Students and staff in third level colleges will be able to anonymously report incidents of bullying, assault or sexual violence using a new online platform.
The move is aimed at creating a “zero tolerance” culture for harassment and discrimination on college campuses.
Trinity College Dublin, University of Limerick, Dublin City University and NUI Galway are among the colleges initially taking part in the project, though it will available across all higher education institutions during the current academic year.
An online anonymous reporting tool is already in operation in University College Dublin.
The Speak Out project was led by the Psychological Counsellors in Higher Education Ireland and funded by the Department of Further and Higher Education.
The need for data to be collected on rates of sexual harassment and violence across the higher education sector was highlighted in a 2019 Government-commissioned report on sexual violence and reassessment.
Data collected through the new tool will be used to inform policy and targeted educational initiatives.
College-based counsellors will also provide users with support services relevant to their experience.
Minister for Higher Education Simon Harris said the new platform will provide a safe and anonymous medium for students and staff to report incidents of bullying, assault or sexual violence.
“Speak Out represents a national approach to tackling these issues by raising awareness, and by providing a means of recording instances, which will assist in achieving a zero-tolerance culture.”

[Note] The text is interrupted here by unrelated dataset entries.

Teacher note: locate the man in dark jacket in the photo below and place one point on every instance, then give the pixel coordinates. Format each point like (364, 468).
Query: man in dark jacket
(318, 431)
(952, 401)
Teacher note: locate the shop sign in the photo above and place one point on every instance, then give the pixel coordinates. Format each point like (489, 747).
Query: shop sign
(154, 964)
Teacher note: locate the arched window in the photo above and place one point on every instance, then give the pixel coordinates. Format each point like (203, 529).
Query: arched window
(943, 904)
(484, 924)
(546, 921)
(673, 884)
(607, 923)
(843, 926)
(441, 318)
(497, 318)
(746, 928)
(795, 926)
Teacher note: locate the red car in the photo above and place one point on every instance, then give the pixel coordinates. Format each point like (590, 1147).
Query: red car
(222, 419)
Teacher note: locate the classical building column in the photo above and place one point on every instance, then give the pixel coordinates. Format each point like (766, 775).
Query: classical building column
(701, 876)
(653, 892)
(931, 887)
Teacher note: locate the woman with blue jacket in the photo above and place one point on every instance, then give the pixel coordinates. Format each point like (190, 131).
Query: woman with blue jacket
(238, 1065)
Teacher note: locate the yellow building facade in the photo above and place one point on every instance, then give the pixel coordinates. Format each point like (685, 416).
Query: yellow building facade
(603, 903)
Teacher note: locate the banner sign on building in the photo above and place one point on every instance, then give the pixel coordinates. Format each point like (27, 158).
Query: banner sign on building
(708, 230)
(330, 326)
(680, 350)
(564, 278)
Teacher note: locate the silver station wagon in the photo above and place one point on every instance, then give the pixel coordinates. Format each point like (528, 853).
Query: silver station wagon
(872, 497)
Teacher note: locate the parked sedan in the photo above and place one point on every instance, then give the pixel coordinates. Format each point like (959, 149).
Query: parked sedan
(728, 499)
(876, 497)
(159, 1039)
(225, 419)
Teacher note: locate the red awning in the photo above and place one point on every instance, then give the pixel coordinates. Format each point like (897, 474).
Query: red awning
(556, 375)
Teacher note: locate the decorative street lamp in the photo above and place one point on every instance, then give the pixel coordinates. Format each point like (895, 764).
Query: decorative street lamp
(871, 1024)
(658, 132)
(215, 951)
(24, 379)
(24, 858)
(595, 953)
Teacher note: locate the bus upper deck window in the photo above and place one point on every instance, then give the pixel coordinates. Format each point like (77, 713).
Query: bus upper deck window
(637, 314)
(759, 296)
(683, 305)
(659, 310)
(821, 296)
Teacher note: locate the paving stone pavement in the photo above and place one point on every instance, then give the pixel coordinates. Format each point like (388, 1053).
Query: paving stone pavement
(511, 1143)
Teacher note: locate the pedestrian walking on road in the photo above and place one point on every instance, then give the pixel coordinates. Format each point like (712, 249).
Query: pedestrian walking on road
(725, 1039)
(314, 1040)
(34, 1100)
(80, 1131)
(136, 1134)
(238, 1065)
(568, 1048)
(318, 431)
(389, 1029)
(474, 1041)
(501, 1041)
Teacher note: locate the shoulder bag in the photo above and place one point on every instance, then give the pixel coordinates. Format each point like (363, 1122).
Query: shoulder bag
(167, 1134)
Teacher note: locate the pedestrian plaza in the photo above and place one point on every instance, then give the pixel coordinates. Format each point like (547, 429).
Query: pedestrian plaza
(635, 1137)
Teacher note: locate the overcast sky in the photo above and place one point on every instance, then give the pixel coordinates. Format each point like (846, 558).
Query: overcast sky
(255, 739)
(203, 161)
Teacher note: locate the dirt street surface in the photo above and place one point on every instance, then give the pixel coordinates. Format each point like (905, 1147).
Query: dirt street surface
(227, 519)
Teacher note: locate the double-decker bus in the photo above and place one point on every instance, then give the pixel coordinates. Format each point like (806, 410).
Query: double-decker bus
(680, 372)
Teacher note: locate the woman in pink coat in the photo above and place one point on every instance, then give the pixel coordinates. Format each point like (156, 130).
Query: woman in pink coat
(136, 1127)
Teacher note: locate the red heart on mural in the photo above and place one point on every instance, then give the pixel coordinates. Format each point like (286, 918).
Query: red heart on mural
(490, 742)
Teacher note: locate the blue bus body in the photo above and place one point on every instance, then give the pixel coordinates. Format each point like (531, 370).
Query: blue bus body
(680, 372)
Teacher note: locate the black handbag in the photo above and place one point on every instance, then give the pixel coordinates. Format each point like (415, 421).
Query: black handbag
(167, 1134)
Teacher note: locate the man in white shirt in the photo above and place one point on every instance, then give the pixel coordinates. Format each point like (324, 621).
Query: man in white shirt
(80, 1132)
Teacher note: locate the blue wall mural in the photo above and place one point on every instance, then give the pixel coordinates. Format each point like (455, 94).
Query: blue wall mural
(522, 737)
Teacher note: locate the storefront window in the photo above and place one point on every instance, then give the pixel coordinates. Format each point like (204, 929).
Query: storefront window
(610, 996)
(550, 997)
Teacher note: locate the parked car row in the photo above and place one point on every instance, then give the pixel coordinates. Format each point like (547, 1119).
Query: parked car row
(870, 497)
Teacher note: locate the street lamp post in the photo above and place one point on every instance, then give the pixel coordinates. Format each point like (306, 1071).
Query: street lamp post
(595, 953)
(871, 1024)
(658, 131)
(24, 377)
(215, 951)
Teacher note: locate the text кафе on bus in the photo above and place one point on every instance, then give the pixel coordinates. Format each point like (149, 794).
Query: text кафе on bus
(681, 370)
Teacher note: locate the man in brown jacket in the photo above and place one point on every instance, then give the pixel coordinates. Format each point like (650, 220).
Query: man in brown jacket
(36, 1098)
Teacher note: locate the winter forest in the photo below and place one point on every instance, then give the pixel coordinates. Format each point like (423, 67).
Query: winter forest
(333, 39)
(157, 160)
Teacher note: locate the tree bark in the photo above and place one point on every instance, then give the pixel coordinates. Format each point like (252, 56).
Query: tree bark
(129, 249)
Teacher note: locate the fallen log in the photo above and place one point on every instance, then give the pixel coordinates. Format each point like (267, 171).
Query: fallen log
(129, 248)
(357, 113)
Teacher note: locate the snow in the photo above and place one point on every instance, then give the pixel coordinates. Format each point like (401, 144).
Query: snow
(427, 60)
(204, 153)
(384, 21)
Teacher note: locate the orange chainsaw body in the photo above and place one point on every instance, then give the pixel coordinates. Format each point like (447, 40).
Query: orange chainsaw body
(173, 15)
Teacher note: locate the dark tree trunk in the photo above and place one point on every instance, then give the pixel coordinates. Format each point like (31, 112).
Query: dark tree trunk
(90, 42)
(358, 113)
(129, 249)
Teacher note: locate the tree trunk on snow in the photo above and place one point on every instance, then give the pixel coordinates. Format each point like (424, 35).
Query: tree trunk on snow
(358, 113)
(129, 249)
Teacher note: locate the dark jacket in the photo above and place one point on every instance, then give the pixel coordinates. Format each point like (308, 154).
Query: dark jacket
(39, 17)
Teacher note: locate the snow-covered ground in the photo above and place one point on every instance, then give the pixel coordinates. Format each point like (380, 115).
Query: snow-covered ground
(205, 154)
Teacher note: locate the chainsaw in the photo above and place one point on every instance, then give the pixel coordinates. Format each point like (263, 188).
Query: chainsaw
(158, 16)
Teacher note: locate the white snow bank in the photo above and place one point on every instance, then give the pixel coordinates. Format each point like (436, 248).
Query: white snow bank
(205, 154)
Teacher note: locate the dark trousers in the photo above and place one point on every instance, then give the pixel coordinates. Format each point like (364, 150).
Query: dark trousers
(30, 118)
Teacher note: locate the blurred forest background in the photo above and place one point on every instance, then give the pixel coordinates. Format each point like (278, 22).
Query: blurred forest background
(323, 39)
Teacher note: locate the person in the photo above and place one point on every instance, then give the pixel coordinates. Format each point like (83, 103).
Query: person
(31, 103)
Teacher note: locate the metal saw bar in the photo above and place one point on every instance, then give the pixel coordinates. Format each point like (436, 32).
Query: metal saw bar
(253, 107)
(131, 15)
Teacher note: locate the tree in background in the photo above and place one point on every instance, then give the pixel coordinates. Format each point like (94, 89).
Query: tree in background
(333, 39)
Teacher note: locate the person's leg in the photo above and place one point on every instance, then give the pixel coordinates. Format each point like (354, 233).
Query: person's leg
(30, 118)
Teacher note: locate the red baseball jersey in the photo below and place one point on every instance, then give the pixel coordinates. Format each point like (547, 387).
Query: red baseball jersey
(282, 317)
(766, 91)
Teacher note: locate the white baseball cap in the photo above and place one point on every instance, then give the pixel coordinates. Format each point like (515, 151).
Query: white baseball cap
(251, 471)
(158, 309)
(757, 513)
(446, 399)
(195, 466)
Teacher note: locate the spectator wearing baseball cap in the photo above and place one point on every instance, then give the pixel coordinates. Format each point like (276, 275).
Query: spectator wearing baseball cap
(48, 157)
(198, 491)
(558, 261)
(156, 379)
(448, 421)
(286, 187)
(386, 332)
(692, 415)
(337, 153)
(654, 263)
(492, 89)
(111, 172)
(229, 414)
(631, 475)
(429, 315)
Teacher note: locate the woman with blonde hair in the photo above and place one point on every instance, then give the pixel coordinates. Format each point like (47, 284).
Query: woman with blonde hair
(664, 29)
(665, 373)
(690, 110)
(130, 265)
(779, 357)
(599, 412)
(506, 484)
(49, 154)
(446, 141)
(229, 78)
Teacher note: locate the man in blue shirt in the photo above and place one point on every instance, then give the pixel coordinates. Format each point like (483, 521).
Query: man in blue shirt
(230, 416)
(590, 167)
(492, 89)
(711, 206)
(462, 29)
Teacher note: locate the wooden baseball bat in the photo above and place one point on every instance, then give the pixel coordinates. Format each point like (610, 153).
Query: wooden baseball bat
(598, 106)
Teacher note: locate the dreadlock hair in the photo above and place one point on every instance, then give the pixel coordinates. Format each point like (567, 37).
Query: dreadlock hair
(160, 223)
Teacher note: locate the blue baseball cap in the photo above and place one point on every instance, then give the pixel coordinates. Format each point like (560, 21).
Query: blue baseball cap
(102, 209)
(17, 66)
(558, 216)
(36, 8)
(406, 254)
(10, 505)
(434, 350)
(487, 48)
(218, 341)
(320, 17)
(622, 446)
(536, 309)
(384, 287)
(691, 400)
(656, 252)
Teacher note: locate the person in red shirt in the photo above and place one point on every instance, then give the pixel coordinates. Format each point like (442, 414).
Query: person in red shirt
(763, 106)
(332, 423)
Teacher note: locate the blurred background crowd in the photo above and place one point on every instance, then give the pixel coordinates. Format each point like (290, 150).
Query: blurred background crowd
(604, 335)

Gertie Raftery, chairperson of Psychological Counsellors in Higher Education Ireland, said the service will provide a voice for students and staff in higher education to speak out about their experiences of sexual harassment, violence or intimidation of any kind.
While a list of all available support services will be available prior to completing a report, the Speak Out system will use the answers given during the reporting process to provide a bespoke and tailored list of support services.
This will allow users to easily find the support services which are most relevant to them and seek support if they wish to do so.
Somhairle Brennan, Union of Students Ireland (USI) vice president for welfare , said the reporting tool will help to "de-stigmatise" conversations about consent.
“It will hopefully empower students who have had a non-consensual sexual experience to have their voice heard in a way that feels safe for them,” Brennan said.
“Having as much knowledge as possible is also vital and the data we will get from this tool will be incredibly useful in directing the supports we provide for students into the future.”
Dr Ross Woods of the HEA's centre of excellence for equality, diversity and inclusion, said it means colleges will in future be better able to understand staff and student experiences of harassment and violence.
“Most importantly, it will raise awareness of the supports available to students and staff and encourage them to seek help if they need it,” he said.